Tight credit and consumer worries over the Gulf War more than offset lower mortgage rates in January, triggering a 4.3% decline in home resales in California last month and 7% nationwide, two real estate trade groups reported Wednesday.
The decline means that the sales rate in California is 31.1% slower than it was a year ago when the state’s slowdown was already under way.
Meanwhile, in a separate report, the Commerce Department reported Wednesday that the economy contracted at a 2.0% rate in the final quarter of 1990, slightly less than the previously estimated 2.1%.
The main reason for the revision was that imports fell more sharply than originally estimated as the economy weakened. But exports were relatively strong, so the national trade performance was better than reported a month ago.
Consumer spending fell only 2.9% from the third-quarter levels, the Commerce Department said, compared to earlier estimates of 3.1%.
The home sales report from the California Assn. of Realtors showed steep month-to-month declines in most areas of the state, with the expensive Ventura County region north of Los Angeles plunging 32.9% for the biggest drop.
Sales in the Northern California wine country were off a whopping 62.6% on a year-to-year basis.
The National Assn. of Realtors, in its monthly report, said January’s sales of existing single-family homes were 2.91 million units on an annual basis, down from 3.13 million units in December.
The January rate was down 16.1% from a year ago, when sales were 3.47 million units.
January’s median price of an existing, single-family California home was $192,690, down 0.1% from December and 1.2% below the year-ago median price of $194,950.

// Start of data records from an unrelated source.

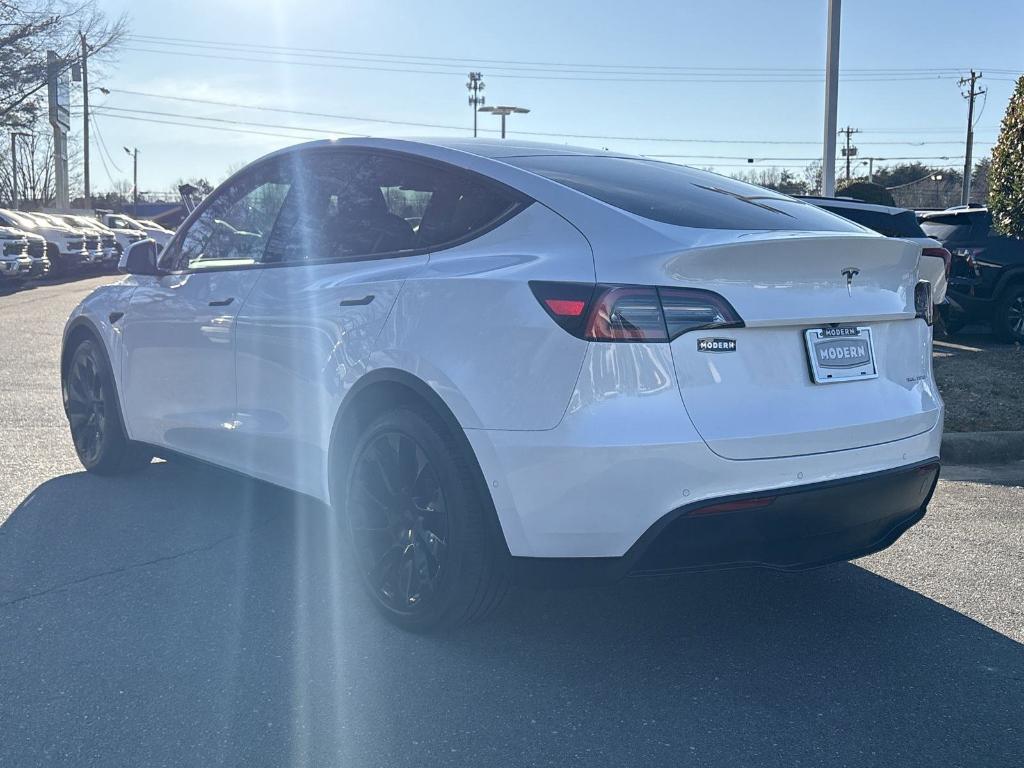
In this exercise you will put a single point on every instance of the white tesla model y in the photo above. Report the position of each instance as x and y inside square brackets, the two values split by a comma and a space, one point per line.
[499, 359]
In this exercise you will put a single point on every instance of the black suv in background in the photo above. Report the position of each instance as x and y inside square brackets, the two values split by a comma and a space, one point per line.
[986, 280]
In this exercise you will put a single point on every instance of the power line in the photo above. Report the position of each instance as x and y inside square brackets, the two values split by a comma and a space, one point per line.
[461, 62]
[691, 78]
[443, 126]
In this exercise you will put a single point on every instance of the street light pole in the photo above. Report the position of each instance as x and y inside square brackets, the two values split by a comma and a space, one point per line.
[85, 119]
[832, 103]
[504, 112]
[134, 178]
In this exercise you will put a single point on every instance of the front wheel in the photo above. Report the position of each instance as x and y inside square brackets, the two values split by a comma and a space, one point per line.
[1009, 320]
[425, 541]
[90, 401]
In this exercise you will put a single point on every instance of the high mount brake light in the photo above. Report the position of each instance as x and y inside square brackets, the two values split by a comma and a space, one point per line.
[642, 313]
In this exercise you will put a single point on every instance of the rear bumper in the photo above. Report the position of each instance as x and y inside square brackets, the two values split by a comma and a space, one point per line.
[788, 529]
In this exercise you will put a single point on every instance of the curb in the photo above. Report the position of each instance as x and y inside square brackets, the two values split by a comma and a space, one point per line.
[982, 448]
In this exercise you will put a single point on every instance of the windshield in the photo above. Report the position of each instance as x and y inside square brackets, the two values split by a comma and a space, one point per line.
[677, 195]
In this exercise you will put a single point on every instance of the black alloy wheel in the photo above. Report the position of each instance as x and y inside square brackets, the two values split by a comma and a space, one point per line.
[91, 404]
[87, 406]
[398, 520]
[422, 526]
[1009, 321]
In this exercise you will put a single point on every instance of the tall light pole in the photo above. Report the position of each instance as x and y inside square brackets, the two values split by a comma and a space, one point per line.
[971, 94]
[832, 100]
[85, 120]
[505, 112]
[13, 165]
[133, 153]
[474, 85]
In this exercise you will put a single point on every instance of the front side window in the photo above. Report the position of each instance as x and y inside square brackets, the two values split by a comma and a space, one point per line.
[236, 226]
[677, 195]
[351, 205]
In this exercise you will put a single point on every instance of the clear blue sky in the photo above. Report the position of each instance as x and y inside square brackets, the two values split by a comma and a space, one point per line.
[752, 41]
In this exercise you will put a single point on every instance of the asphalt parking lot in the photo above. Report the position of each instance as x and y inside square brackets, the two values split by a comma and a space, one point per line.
[186, 616]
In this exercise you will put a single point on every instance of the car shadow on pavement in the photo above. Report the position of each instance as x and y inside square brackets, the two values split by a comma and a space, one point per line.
[186, 616]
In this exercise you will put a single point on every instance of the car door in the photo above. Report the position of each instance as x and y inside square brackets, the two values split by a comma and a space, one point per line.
[178, 360]
[346, 240]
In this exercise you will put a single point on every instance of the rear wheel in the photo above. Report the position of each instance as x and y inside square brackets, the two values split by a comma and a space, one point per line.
[1009, 320]
[425, 542]
[90, 401]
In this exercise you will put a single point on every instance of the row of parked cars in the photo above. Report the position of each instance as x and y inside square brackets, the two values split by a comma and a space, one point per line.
[977, 275]
[36, 244]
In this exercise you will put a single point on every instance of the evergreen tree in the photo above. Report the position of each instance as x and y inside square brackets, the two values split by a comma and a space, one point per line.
[1006, 180]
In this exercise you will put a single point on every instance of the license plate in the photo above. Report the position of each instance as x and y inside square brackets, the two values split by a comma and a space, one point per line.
[840, 353]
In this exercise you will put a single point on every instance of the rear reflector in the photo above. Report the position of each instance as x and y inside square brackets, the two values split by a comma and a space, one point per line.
[736, 506]
[642, 313]
[565, 307]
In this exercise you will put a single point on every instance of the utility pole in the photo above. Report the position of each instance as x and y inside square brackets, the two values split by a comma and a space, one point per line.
[848, 151]
[14, 135]
[13, 170]
[474, 86]
[133, 153]
[832, 102]
[85, 118]
[972, 93]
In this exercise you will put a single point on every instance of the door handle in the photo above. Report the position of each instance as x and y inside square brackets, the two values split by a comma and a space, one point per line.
[356, 302]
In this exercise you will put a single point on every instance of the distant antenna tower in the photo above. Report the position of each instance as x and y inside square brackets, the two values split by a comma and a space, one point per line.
[475, 86]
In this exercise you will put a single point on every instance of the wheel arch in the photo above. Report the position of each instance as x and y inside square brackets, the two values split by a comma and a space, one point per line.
[379, 390]
[80, 329]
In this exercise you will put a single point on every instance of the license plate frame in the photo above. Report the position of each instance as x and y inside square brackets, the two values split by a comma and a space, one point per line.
[840, 366]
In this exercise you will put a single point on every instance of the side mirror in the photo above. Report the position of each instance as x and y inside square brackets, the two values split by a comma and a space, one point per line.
[139, 258]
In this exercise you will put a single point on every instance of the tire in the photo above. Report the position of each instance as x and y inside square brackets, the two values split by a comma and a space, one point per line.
[424, 537]
[1008, 322]
[94, 416]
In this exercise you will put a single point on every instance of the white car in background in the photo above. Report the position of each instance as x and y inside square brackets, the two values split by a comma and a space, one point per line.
[499, 359]
[109, 250]
[120, 221]
[66, 246]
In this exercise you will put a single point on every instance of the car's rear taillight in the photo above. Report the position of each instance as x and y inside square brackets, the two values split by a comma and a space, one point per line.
[942, 253]
[923, 301]
[606, 312]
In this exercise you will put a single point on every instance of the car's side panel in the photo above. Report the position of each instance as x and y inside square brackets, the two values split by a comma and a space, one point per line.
[303, 338]
[178, 380]
[470, 327]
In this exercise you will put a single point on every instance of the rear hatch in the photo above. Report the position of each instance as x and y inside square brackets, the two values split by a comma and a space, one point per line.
[759, 398]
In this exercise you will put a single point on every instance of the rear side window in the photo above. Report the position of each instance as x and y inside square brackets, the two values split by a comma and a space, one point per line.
[902, 224]
[351, 205]
[676, 195]
[957, 226]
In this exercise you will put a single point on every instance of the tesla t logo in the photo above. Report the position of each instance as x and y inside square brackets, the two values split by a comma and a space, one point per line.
[850, 272]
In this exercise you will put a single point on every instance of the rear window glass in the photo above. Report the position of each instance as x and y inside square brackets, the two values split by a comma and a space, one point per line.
[676, 195]
[902, 224]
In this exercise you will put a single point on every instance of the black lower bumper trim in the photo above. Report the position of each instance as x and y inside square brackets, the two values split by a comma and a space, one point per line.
[787, 528]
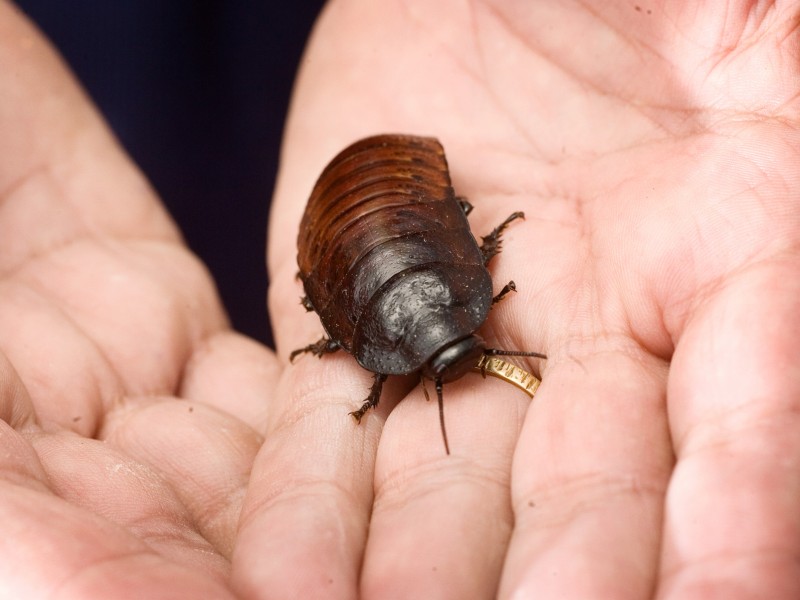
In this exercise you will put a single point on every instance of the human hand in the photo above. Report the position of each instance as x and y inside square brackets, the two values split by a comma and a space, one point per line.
[131, 414]
[653, 149]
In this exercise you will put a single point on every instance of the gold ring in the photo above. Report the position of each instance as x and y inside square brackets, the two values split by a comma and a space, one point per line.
[491, 365]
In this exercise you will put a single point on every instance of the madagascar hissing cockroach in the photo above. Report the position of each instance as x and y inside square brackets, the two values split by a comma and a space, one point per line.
[389, 263]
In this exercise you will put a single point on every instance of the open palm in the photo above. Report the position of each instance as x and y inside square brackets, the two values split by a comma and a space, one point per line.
[149, 451]
[653, 149]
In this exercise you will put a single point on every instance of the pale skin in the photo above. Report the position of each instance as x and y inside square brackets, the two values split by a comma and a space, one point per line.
[146, 450]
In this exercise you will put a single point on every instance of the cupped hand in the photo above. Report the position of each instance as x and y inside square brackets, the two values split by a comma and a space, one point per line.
[130, 413]
[653, 148]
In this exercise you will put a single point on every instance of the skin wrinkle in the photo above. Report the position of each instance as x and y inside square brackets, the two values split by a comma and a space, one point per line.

The median represents the level at which half the homes sold are more expensive and half are less expensive.
The national median price for single-family homes in January was $94,200, up $2,500 from December, but down $1,000 from January, 1990.

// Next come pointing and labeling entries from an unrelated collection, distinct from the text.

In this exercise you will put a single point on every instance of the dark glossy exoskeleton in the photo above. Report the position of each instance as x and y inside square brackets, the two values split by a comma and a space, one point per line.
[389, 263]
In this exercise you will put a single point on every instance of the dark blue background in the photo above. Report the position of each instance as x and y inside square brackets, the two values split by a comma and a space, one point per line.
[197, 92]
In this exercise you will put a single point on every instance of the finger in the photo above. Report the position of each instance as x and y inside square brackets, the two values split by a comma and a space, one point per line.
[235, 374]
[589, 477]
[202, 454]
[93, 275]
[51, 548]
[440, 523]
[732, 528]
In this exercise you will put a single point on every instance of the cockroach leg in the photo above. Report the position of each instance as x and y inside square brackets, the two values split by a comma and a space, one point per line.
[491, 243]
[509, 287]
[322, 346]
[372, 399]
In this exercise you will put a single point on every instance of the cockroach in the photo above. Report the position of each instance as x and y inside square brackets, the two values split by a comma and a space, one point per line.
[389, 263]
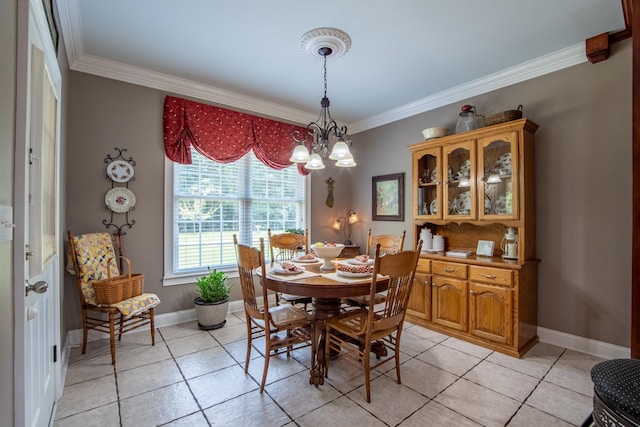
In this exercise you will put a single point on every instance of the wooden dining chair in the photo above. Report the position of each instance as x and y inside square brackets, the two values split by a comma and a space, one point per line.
[90, 255]
[389, 243]
[286, 246]
[352, 333]
[265, 321]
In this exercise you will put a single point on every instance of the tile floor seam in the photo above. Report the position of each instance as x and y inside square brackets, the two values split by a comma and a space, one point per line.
[540, 380]
[115, 378]
[458, 378]
[186, 383]
[339, 394]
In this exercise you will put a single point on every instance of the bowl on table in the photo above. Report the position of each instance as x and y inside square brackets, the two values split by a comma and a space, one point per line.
[327, 252]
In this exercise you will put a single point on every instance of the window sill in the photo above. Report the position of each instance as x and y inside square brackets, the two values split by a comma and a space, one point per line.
[190, 279]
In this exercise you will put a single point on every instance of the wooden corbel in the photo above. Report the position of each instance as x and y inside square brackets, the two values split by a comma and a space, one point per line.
[598, 47]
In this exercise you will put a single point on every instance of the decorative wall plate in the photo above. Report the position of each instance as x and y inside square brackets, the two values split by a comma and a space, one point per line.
[120, 171]
[120, 199]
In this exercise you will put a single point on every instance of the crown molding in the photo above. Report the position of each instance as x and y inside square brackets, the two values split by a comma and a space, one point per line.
[546, 64]
[79, 61]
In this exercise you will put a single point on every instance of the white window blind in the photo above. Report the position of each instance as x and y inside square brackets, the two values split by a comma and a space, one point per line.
[212, 201]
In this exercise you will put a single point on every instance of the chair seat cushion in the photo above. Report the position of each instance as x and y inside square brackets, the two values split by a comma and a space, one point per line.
[128, 307]
[285, 315]
[136, 305]
[295, 298]
[617, 381]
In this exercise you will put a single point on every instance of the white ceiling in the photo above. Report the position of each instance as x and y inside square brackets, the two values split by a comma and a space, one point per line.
[407, 56]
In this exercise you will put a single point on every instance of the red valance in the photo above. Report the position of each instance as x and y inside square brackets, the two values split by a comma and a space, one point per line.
[224, 135]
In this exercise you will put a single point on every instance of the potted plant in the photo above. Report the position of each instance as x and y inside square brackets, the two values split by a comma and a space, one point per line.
[212, 300]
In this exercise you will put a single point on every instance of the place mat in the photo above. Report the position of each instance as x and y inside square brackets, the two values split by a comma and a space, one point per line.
[338, 278]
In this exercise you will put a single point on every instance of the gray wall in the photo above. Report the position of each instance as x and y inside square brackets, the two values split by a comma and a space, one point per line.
[583, 182]
[8, 19]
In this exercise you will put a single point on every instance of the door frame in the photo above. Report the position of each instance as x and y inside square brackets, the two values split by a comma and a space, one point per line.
[31, 16]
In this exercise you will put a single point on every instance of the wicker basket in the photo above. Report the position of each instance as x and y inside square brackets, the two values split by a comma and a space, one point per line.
[505, 116]
[118, 288]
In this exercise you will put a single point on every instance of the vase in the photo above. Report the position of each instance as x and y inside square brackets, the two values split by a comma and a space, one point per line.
[211, 315]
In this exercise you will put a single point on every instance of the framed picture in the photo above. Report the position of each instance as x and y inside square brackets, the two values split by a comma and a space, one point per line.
[485, 248]
[387, 196]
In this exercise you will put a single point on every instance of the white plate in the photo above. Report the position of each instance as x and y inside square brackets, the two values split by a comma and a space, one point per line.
[120, 199]
[487, 204]
[354, 261]
[500, 206]
[306, 260]
[434, 174]
[465, 169]
[284, 272]
[120, 171]
[462, 204]
[434, 207]
[353, 275]
[504, 164]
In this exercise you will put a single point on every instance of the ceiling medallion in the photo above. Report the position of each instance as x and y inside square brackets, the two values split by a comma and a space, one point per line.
[338, 41]
[323, 43]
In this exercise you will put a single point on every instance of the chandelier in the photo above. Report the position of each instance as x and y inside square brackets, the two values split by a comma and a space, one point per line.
[324, 42]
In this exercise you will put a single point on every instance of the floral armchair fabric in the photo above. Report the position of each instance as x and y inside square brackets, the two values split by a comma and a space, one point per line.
[93, 255]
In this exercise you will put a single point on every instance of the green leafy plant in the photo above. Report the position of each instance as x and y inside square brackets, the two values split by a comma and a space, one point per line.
[214, 287]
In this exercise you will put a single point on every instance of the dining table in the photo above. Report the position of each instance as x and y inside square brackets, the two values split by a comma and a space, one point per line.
[326, 288]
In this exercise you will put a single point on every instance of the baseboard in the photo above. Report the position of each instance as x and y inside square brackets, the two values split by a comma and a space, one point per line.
[74, 337]
[550, 336]
[583, 345]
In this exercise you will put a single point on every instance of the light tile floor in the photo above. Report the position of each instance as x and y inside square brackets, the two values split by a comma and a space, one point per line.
[196, 378]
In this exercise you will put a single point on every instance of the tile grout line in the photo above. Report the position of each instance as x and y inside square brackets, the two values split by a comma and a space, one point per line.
[524, 401]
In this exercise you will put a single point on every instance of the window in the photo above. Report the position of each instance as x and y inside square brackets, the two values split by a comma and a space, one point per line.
[211, 201]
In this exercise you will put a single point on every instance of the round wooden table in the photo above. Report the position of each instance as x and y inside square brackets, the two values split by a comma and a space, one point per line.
[326, 296]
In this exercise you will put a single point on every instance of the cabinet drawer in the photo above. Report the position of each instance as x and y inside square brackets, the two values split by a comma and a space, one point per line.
[424, 265]
[450, 269]
[491, 275]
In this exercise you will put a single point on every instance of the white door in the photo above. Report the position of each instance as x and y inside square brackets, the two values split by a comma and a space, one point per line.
[37, 245]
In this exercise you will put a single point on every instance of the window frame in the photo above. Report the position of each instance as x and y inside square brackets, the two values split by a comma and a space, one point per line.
[169, 277]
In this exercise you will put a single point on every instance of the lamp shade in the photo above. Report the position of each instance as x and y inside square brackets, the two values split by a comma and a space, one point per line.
[494, 178]
[300, 154]
[346, 163]
[340, 151]
[315, 162]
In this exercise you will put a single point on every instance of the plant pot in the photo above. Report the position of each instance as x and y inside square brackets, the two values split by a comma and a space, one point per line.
[211, 315]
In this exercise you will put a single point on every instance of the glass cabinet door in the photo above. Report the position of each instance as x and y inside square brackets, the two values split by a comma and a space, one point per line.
[459, 191]
[428, 177]
[498, 176]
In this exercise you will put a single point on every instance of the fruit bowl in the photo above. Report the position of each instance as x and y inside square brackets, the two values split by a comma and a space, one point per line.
[327, 253]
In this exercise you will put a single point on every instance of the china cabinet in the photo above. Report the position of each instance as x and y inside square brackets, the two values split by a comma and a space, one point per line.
[467, 187]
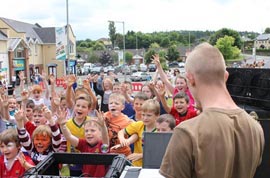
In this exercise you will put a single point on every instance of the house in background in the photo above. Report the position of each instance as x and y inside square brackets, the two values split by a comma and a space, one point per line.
[262, 41]
[32, 49]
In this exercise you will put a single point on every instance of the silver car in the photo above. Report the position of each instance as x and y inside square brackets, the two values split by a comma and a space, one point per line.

Sales declines were slight in Orange County, 4.6%, and the San Francisco Bay Area, 2.7%. But hefty declines came in several other areas: Riverside/San Bernardino, 13.5%; the Central Valley, 15.4%, and Los Angeles, 16.1%.
Los Angeles sales were also off a steep 41.1% from January, 1990.
Although the revision from the previous estimate was small, economists said they were encouraged by new data in the report.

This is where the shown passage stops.